A startup de Sam Altman, fundador da OpenAI, está no centro de uma grande controvérsia após oferecer pagamentos em troca da coleta de dados biométricos de milhares de brasileiros.
Para entender e alertar sobre os riscos e as questões éticas envolvidas, resolvemos em conjunto escrever este artigo.
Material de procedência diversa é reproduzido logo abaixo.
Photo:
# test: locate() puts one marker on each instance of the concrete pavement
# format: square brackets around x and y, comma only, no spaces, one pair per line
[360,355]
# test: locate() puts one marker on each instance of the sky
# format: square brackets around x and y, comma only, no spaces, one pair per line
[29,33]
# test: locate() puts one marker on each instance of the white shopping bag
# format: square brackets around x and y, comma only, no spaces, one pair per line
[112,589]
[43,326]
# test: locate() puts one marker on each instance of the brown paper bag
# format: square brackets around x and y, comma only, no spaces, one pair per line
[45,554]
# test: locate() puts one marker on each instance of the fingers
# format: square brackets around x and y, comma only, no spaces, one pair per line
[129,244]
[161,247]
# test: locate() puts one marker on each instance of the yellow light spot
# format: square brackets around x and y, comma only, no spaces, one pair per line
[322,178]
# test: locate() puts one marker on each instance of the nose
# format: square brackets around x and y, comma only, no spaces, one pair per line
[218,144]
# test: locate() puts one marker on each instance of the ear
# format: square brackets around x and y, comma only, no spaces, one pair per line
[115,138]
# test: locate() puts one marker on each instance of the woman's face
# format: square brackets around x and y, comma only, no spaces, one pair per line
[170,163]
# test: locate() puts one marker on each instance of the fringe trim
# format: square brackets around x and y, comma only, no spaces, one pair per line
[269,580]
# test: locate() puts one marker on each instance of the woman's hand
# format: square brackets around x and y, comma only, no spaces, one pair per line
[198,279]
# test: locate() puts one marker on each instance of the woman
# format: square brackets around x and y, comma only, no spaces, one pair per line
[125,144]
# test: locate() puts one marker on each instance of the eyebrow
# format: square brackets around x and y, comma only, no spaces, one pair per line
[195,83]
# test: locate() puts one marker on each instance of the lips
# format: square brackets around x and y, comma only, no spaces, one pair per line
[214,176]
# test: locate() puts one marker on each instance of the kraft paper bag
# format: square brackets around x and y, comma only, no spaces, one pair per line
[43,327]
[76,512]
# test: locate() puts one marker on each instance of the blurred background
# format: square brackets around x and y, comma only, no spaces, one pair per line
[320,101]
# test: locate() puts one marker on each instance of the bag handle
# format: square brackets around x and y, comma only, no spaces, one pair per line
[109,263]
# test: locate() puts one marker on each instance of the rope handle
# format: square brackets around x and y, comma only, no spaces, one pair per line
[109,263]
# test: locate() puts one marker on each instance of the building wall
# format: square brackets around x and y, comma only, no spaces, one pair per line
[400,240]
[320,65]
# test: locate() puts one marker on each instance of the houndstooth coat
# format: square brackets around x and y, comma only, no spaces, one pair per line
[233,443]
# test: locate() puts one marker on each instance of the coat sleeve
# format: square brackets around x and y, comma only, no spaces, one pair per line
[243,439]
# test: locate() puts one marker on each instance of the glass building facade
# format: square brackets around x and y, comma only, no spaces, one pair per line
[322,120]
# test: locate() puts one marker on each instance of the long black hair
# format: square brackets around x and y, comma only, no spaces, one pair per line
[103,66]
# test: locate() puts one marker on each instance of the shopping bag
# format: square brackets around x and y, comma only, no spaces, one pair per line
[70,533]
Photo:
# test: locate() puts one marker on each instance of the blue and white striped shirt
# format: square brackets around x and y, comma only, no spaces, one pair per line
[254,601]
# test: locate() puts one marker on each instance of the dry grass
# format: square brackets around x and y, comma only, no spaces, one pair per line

A proposta da Tools for Humanity de pagar por escaneamentos de íris gerou um debate acalorado sobre os limites da privacidade na era digital.
A polêmica em torno da venda da íris no Brasil vai além das questões éticas sobre privacidade e segurança de dados. Ela revela um cenário socioeconômico complexo, no qual a vulnerabilidade de muitos brasileiros os torna alvos fáceis para propostas que, à primeira vista, parecem tentadoras.
Acreditamos que a situação socioeconômica facilita a manipulação através da desinformação, tornando aliada poderosa para aqueles que buscam lucrar com a vulnerabilidade de muitos brasileiros
Muitos não sabem que a íris é única para cada indivíduo, como uma impressão digital ocular. Ao entregá-la a uma empresa, estamos renunciando a um dos nossos identificadores mais exclusivos e as implicações dessa decisão vão além do mero ato de venda.